Conway’e göre çizgi romanlardaki
bu tek tipleşmenin sebebi toplumun bir aynası olmaları. “Çizgi romanlar toplumu
izler. Onu yönlendirmez.”
Conway’in bu konuda kurduğu
mantıklardan biri de çizgi romanların tarihi yansıtmaları. “Bence süper
kahramanları böylesi sınıflandırmak ya da onlara çok fazla anlam yüklemek bunun
kendi başına bir tür olduğu gerçeğini yadsımak oluyor. Yani bir nevi ‘Neden
kadın şövalyeler üzerine ortaçağ öyküleri yok?’ diye sormak gibi bir şey. Çünkü
sadece bir tane kadın şövalye yaşadı ve o da Jeanne D’Arc’tı. Bu süper kahraman
janrının yarattığı bir sınırlama değil.”
McFarlane, kendi kızları bir
motivasyon kaynağı ararlarsa onları çizgi romanlardan uzağa yönlendireceğini
söylüyor. “Doğru kaynak bunlar olmaz,” diyor. “İki kızım var ve bir kadını
yüreklendirecek bir şey yapmak istersem büyük ihtimalle bu mesajı iletmek için
süper kahraman çizgi romanlarını seçmem. Bunu bir TV programı, bir film, bir
roman ya da bir kitapla yaparım. Süper kahramanları seçmem çünkü çoğunlukla
testosteronla güdülen ve belirli bir tür insana hitap eden eserler olduklarını
biliyorum.
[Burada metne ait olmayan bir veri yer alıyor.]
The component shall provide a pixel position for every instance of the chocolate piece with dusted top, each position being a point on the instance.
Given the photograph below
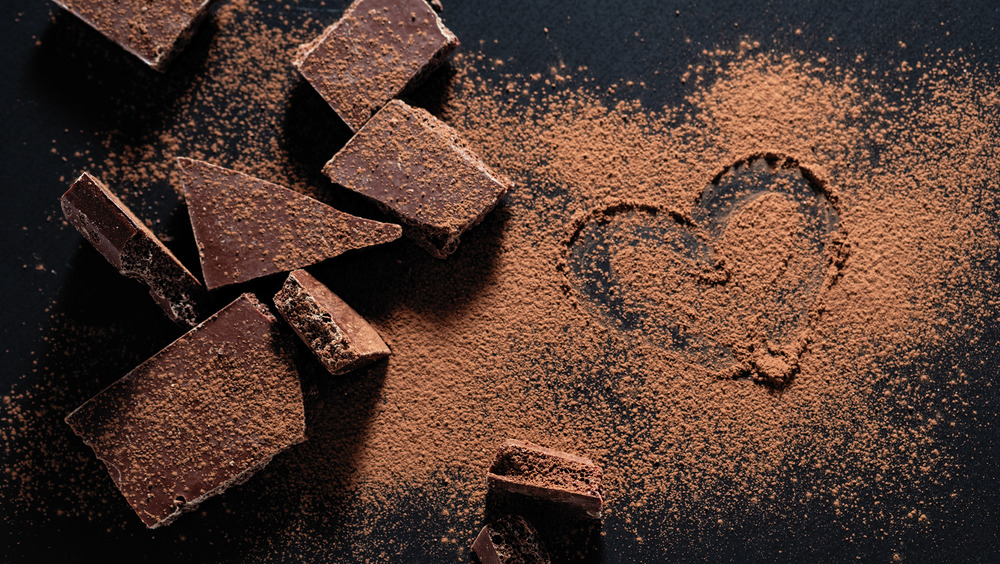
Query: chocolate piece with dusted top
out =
(201, 415)
(125, 241)
(342, 339)
(526, 469)
(417, 168)
(510, 540)
(153, 30)
(376, 51)
(246, 227)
Çizgi roman, bu tarz bir mesajı alabileceğim bir yer olmadığından
doğru ortam olduğunu düşünmüyorum.”
Think Progress’ten Alyssa
Rosenberg, McFarlane ve Conway’in görüşlerini eleştiriyor. “Süper kahraman
çizgi romanlarının üretimi aslında nasıl bir bedenle doğduğumuzla belirlenen
biyolojik bir işlev değil,” diye yazıyor Rosenberg. “Orta çağ askerî yapısında
soyluların saflarındaki eşitsizlik Tamora Pierce’ın kadın şövalyeleri içeren
düzinelerce roman yazmasını engellemedi çünkü kurgusal eserlerde bu
yapılabilir. Süper kahramanlar gerçekten var olsalardı ve safları sadece
erkeklerden oluşsaydı bile kadınların böylesi bir gücü nasıl yorumlayıp
kullanacakları ve dünyanın buna nasıl bir tepki vereceği konusunda fantastik
kurgusal eserler üretmek süper kahraman kurgusu içerisinde irdelenebilecek
muhteşem bir konu olurdu.”
Üstüne şöyle ekliyor; “Kendi fantezilerinizin dar şeritlerinde kalmak
biyolojik bir determinizm değil bir seçimdir.”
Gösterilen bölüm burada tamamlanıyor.